Zaezaezoziezas

Hary Silvia
Chapter #6

Anak-anak Tertawa di Halaman Depan Panti Asuhan Doobeedoo

Anak-anak tertawa di halaman depan Panti Asuhan Doobeedoo. Anak-anak tertidur di kamar Panti Asuhan Doobeedoo. Anak-anak yang tertawa masih kecil-kecil. Belum sekolah. Mereka bermain-main di luar. Anak-anak yang tertidur sudah sekolah. Mereka kelelahan. Pagi mereka sekolah. Sore sampai malam mengamen. Ke warung-warung pinggir jalan kota Depok. Ke mobil-mobil, ke motor-motor yang mandek di lampu merah. Ke depan mal-mal, ke angkutan umum, ke orang-orang yang nongkrong di mana pun yang kelihatannya berduit. Tapi orang-orang itu pura-pura tidak melihat. Menyembunyikan uang mereka di saku paling dalam. Karena uang mereka nilainya besar-besar. Memberi orang kecil haruslah pakai uang kecil, kata mereka.

Waktu masih usia main, Yudhis ingin seperti anak-anak tua (anak-anak yang sudah sekolah). Uang saku mereka lebih banyak lantaran bisa mencari uang sendiri. Ia mendengar anak-anak tua hanya tinggal menyanyi lalu memperoleh uang. Mudah sekali. Yudhis tidak tahu (karena anak-anak usia main dilarang tidur larut malam sedang anak-anak tua pulang larut malam) kalau anak-anak tua pernah pulang membawa lebam di perutnya, dihajar preman. Dihajar preman karena dianggap tidak sopan. Uang kertasnya dipalak. Pulang-pulang dihajar lagi oleh pengasuh panti karena setoran kurang. Cuma recehan yang mereka bawa. Pengasuh menghindari muka mereka, ia lebih memilih memukuli punggung atau paha supaya tidak ketahuan anak-anak usia main. Tuan dan Nyonya donatur lebih perhatian ke anak-anak usia main. Bahaya bila anak-anak itu mengadu. Pengasuh bisa dipecat. Atau bahkan dipolisikan. Makanan bui seperti makanan anjing. Ia kapok, tidak mau masuk ke sana lagi. Tetapi, ia belum kapok berjudi.

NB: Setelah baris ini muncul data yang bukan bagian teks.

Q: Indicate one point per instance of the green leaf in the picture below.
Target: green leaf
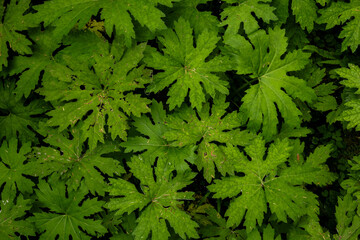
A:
(199, 20)
(217, 230)
(348, 13)
(31, 67)
(118, 15)
(17, 116)
(14, 163)
(186, 69)
(157, 202)
(13, 210)
(12, 22)
(305, 13)
(212, 127)
(67, 159)
(348, 226)
(153, 142)
(98, 86)
(351, 184)
(269, 183)
(66, 215)
(274, 90)
(352, 80)
(241, 12)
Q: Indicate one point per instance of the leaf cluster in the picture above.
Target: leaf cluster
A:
(179, 119)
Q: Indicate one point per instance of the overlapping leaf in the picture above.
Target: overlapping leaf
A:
(69, 213)
(348, 13)
(241, 12)
(32, 67)
(96, 85)
(14, 163)
(352, 80)
(348, 226)
(269, 183)
(153, 141)
(199, 20)
(212, 127)
(16, 116)
(12, 22)
(305, 13)
(267, 63)
(157, 202)
(68, 159)
(185, 68)
(13, 210)
(64, 15)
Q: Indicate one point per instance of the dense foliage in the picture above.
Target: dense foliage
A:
(179, 119)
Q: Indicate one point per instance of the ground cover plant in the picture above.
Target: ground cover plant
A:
(179, 119)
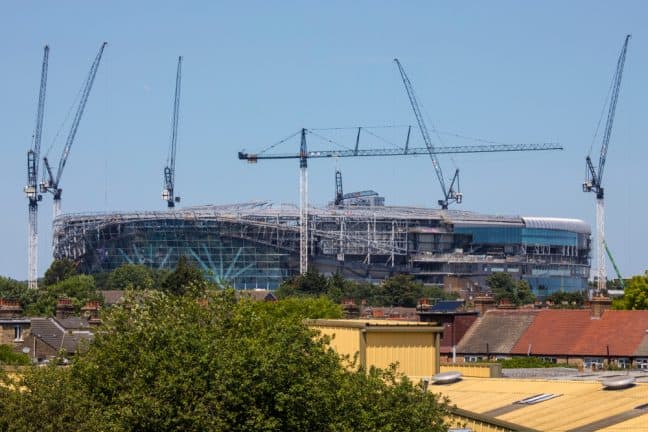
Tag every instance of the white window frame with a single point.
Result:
(593, 362)
(642, 363)
(18, 334)
(623, 362)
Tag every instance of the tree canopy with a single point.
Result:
(59, 270)
(165, 362)
(635, 295)
(504, 287)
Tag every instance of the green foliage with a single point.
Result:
(528, 362)
(311, 283)
(9, 357)
(11, 289)
(401, 290)
(166, 363)
(131, 276)
(185, 279)
(78, 288)
(635, 296)
(59, 270)
(504, 286)
(567, 300)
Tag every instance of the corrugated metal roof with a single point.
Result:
(564, 224)
(578, 406)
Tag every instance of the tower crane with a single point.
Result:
(449, 193)
(169, 169)
(51, 185)
(340, 196)
(305, 154)
(594, 177)
(31, 190)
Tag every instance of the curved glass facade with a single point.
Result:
(257, 245)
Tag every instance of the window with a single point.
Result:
(17, 333)
(623, 362)
(593, 362)
(642, 363)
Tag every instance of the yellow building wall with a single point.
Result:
(415, 352)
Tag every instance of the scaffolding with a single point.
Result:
(257, 244)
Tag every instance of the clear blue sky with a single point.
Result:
(254, 72)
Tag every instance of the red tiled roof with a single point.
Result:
(553, 332)
(619, 331)
(576, 333)
(497, 331)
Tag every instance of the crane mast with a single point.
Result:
(449, 193)
(52, 183)
(31, 190)
(339, 194)
(169, 170)
(594, 177)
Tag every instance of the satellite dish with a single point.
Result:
(446, 377)
(618, 383)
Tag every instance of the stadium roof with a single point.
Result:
(263, 209)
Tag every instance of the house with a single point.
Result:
(41, 337)
(585, 337)
(450, 315)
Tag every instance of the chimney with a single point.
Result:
(91, 311)
(10, 308)
(483, 304)
(598, 305)
(506, 304)
(64, 308)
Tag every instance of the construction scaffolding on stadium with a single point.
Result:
(256, 245)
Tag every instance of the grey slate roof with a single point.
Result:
(49, 331)
(500, 329)
(642, 349)
(112, 297)
(73, 323)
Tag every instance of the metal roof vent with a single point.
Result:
(446, 377)
(618, 383)
(532, 400)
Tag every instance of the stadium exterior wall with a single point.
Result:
(256, 245)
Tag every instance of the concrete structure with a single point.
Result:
(257, 245)
(379, 343)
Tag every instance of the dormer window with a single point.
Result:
(18, 333)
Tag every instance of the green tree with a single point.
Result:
(567, 300)
(78, 288)
(166, 363)
(59, 270)
(504, 286)
(131, 276)
(185, 279)
(635, 296)
(401, 290)
(310, 283)
(12, 289)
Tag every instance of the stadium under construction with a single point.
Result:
(257, 245)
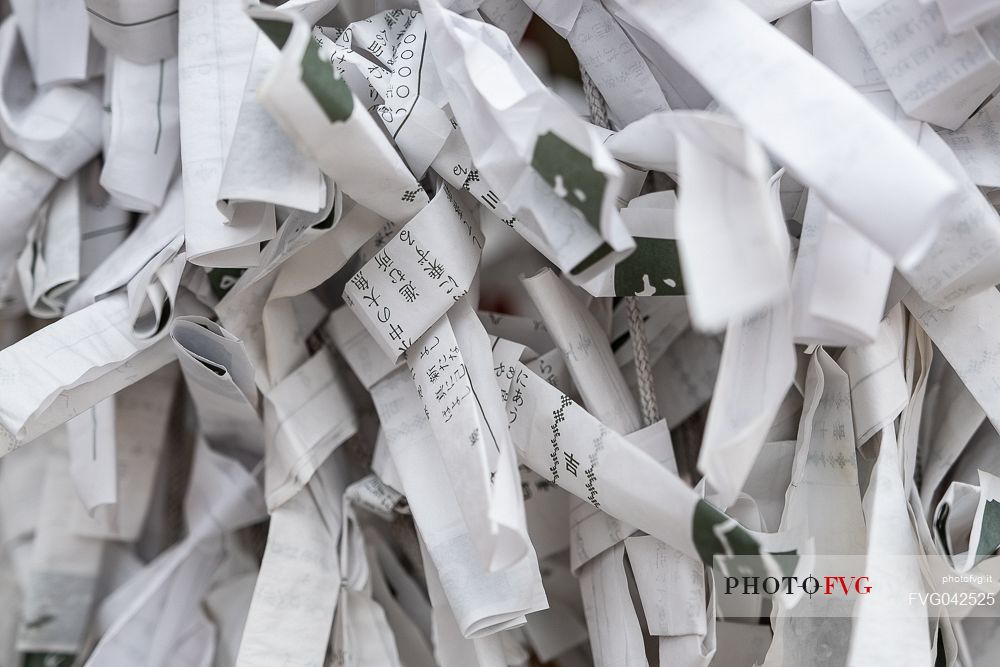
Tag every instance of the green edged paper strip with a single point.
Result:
(654, 263)
(330, 92)
(572, 176)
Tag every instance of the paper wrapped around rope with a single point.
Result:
(374, 335)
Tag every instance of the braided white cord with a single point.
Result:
(640, 347)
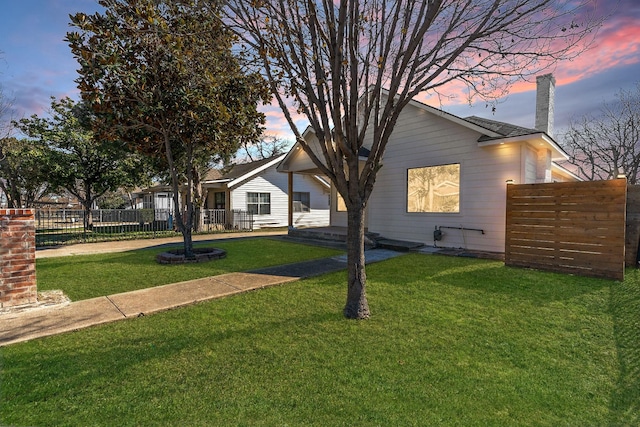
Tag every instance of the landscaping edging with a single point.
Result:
(201, 255)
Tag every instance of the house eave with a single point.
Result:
(536, 139)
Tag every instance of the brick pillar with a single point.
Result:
(17, 257)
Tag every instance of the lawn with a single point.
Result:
(452, 341)
(88, 276)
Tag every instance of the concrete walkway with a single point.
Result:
(19, 326)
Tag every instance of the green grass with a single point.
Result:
(451, 341)
(88, 276)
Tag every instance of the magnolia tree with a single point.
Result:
(161, 75)
(350, 67)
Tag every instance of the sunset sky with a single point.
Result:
(36, 64)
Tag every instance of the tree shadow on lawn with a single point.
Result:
(488, 276)
(625, 308)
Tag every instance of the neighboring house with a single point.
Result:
(445, 176)
(258, 188)
(254, 187)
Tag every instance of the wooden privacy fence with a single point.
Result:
(569, 227)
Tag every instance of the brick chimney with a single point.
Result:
(545, 91)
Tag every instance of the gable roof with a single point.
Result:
(243, 171)
(506, 130)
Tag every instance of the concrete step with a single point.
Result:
(398, 245)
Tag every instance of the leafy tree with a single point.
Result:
(23, 171)
(162, 76)
(603, 146)
(79, 161)
(350, 67)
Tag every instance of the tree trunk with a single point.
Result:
(357, 306)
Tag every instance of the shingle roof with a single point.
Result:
(507, 130)
(242, 169)
(212, 174)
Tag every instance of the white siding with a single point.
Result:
(422, 139)
(276, 183)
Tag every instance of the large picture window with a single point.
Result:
(259, 203)
(301, 201)
(434, 189)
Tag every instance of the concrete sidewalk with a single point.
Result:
(44, 321)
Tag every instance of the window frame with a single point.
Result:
(299, 206)
(439, 183)
(261, 207)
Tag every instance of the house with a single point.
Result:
(256, 188)
(259, 189)
(443, 178)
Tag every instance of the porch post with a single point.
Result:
(290, 176)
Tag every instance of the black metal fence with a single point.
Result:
(66, 226)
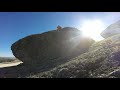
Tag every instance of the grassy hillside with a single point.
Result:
(102, 60)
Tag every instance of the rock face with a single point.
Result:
(51, 48)
(111, 30)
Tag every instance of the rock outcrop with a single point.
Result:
(101, 61)
(111, 30)
(51, 48)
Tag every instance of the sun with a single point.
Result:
(92, 28)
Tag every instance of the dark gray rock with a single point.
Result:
(51, 48)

Hari ini Abang Jali absen. Isi surat izinnya sakit. Ia menitipkannya ke anak panti yang satu SMP dengannya. Berkali-kali Abang Jali menyuruh Yudhis pergi main tapi tidak digubris. Ia mengkhawatirkan abangnya meski bukan kandung. Abang Jali selalu baik. Yudhis dirawat seperti adik sendiri. Saat sehat maupun sakit. Sekarang gantian, Yudhis yang ingin merawat abangnya. Ia mengompresnya. Menyuapinya. Menggerus obat demam abangnya. Abang Jali menolak diminumkan obat. Ia bukan anak kecil, katanya. Yudhis pun membiarkannya meski tangan si abang gemetar. Abang Jali tertidur karena efek obat. Yudhis menaikan selimutnya. Ternyata Abang Jali pura-pura tidur. Giginya mengeluarkan desis. Sakit punggungnya tak tertahankan. Ia tidak bisa mengeluh bila Yudhis berada di dekatnya. Sebaik mungkin, ia sembunyikan kepelikannya dari anak-anak usia main. Kalau tidak, pengasuh bakal menghukumnya lebih parah. Ia kesusahan semenjak setoran naik. Satu anak, lima puluh ribu rupiah. Kurang dari itu, maka akan dipukuli. Dari dulu ingin sekali ia kabur. Tapi takut. Teman satu panti pernah mencoba kabur namun tertangkap kembali. Ia dihajar sampai mati. Mayatnya, Jali tidak tahu dibuang ke mana. Jali membuka baju. Sudah waktunya mengolesi memar punggung dan lengannya.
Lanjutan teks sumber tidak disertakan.